His suggested antidote is forgiveness, and though the idea of forgiving someone who has wronged you may be unpalatable, you should be consoled by the fact that you don’t need to tell the person they’re forgiven in order to get the emotional benefits. In fact even imagining what it would be like to forgive them has positive therapeutic effects, so next time you want to get someone back by murdering them, picture yourself giving them a hug instead. You’ll feel better in yourself and then of course you can murder them anyway …
ABANDONED DUE TO: started well but went off the rails
9. RIP Clive James
Clive James is my ultimate comfort reading. He’s one of the few culture writers who could do high and low - sometimes at the same time. He read Russian novelists in their original language and reviewed poetry for the Times Literary Supplement, yet he became famous as a TV chat host.

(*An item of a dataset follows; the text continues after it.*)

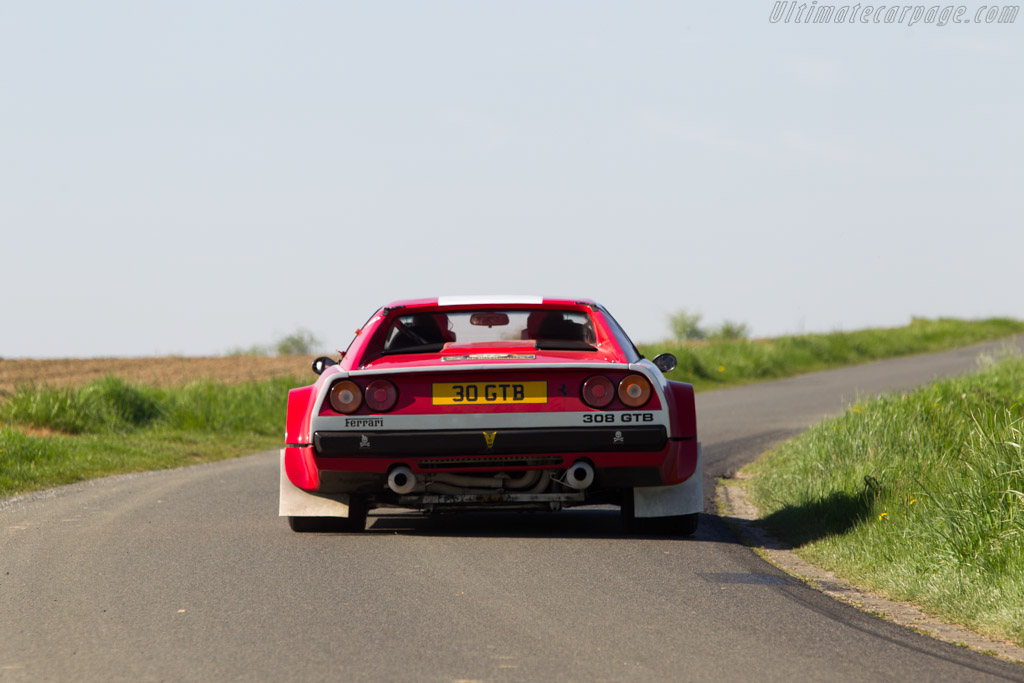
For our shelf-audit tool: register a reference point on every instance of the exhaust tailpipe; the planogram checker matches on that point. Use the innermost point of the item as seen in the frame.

“Criticism written in Ezra Pound’s favour tends towards exegesis, from exegesis towards apologetics and from apologetics towards sophistry”, begins one of his typically intellectually dense essays. He’s probably right, though it’s no wonder lines like that didn’t travel as widely as his description of young bodybuilder Arnold Scharzenegger - “a brown condom full of walnuts”
- or novelist Barbara Cartland, whose mascara-heavy eyes he described as “like the corpses of two crows that had flown into a chalk cliff” …
I’m re-reading his book Cultural Amnesia, which is more of the first sort of writing than the second but which is illuminated throughout by his incredible wit and mastery of the English language. The book took him 40 years to write and contains much of what he wants to say about the place of culture in the (pre smartphone) 21st century. Look at how he dances through these sentences, on the way to making a point about the value (or otherwise) of cultural activity:
Could there be anything less astonishing than to work day and night on Wall Street to make the millions that will buy the Picasso that will hang on the wall of our Upper East Side apartment to help convince us and our guests that we are lucky to know each other? I have been in that apartment, and admired the Picasso, and envied its owner: I especially envied him his third wife, who had the same eyes as Picasso’s second mistress, although they were on different sides of her nose.
ABANDONED DUE TO: the book is 900 pages long with (by design) no through argument or unifying themes. It’s hard to know what to tell you about it except that every page has at least one line as good as this
10. Chris Bishop v Stan Walker
Should we really be cross with Chris Bishop over his behavour at the Music Awards? Let’s look at it from his perspec-
ABANDONED DUE TO: life’s too short
Chiming in as a regular reader: I think this is one of your best pieces yet! Just the right amount of everything. Keep up the amazing mahi.
This is really great Jesse! An enjoyable read per usual.